Asthma rates have risen sharply in the U.S. since 1980, and inner cities have been hit particularly hard, Lovasi and her colleagues note in their report. Trees could cut asthma risk by cleaning the air and encouraging kids to play outdoors, they add; but the pollen they release could also contribute to asthma attacks. To investigate, the researchers compared a census of New York City's half-million street trees from 1995 to statistics on asthma prevalence and hospitalization rates for 1999.
The wealthy Upper East Side of Manhattan was the greenest neighborhood in the city, with 1,675 trees per square kilometer, or nearly seven trees an acre, while the impoverished Hunt's Point-Mott Haven neighborhood in the Bronx was the city's barest, with only 109 trees per square kilometer or less than half a tree per acre.

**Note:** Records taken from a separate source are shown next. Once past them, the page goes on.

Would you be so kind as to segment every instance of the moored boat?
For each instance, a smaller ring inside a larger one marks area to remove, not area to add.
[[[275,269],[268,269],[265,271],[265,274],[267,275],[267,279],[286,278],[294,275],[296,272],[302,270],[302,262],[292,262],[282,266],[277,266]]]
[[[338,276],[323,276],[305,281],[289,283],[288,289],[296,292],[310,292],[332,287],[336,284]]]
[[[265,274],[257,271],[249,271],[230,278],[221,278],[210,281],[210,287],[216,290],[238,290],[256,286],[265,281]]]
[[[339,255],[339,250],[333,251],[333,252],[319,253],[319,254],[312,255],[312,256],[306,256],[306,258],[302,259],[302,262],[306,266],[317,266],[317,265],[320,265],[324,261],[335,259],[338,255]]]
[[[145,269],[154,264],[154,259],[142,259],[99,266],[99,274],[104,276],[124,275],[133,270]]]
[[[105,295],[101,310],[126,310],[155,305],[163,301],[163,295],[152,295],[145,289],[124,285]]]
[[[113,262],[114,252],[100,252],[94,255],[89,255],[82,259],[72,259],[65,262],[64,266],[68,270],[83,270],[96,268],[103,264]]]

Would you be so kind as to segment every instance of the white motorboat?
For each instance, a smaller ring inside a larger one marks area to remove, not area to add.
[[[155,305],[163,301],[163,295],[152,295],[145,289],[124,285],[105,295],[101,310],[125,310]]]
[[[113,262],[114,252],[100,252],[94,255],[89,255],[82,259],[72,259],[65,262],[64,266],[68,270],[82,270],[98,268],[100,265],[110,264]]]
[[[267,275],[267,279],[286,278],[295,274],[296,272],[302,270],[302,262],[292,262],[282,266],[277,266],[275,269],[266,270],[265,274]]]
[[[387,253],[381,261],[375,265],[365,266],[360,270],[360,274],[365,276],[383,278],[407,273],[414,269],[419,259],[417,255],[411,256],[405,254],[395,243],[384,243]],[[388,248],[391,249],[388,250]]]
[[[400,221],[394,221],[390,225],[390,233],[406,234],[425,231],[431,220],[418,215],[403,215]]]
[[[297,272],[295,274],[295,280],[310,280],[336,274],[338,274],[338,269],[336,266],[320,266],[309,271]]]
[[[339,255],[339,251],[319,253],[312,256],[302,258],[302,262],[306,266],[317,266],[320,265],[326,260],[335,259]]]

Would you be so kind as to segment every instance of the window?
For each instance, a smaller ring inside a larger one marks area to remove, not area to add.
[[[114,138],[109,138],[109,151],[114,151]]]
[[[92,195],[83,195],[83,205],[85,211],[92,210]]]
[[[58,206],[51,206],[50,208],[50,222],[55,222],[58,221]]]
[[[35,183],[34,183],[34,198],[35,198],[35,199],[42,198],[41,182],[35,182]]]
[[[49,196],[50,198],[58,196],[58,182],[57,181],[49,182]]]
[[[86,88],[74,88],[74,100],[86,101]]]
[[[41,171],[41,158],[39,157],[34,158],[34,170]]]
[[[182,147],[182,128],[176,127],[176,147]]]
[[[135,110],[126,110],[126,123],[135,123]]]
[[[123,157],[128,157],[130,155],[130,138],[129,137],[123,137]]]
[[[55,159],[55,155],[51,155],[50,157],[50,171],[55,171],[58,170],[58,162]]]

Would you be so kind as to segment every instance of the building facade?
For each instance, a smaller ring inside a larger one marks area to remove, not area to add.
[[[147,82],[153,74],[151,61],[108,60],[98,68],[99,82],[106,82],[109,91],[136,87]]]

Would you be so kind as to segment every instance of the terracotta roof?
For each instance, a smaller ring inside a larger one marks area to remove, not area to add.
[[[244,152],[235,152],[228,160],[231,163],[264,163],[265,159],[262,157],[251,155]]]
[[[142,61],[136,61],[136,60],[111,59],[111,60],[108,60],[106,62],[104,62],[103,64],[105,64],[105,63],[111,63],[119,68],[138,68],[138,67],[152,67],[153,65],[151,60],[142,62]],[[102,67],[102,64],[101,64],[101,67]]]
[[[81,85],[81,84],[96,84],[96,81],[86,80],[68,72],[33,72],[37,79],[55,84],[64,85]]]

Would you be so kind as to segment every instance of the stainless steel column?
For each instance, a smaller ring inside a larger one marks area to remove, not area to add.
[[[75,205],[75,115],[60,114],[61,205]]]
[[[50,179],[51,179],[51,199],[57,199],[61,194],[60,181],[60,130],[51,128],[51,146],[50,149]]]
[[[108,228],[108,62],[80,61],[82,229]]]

As the density of trees in a neighborhood rose, asthma prevalence fell, even after the researchers accounted for the percentage of residents living below the poverty line, a neighborhood's proximity to pollution sources such as busy truck routes, and other relevant factors.
An increase of 343 trees per square kilometer, or roughly 1.5 trees per acre, translated to 29% lower asthma prevalence. For example, asthma prevalence among 4- and 5-year-olds would be 9% in a neighborhood with 2.5 trees per acre, but just 6% in a neighborhood with four trees per acre.
Rates of asthma hospitalization tended to be lower in neighborhoods with more street trees, but the relationship wasn't statistically significant; nevertheless, this suggests that trees aren't a major contributor to asthma attacks, Lovasi said.
A ""natural experiment"" set to take place over the next decade will help to answer the question of whether street trees really do make for healthier kids; New York City Mayor Mike Bloomberg has launched an effort to plant a million new trees by 2017, and Lovasi and her colleagues are now working with the city government to study neighborhood health as the project progresses.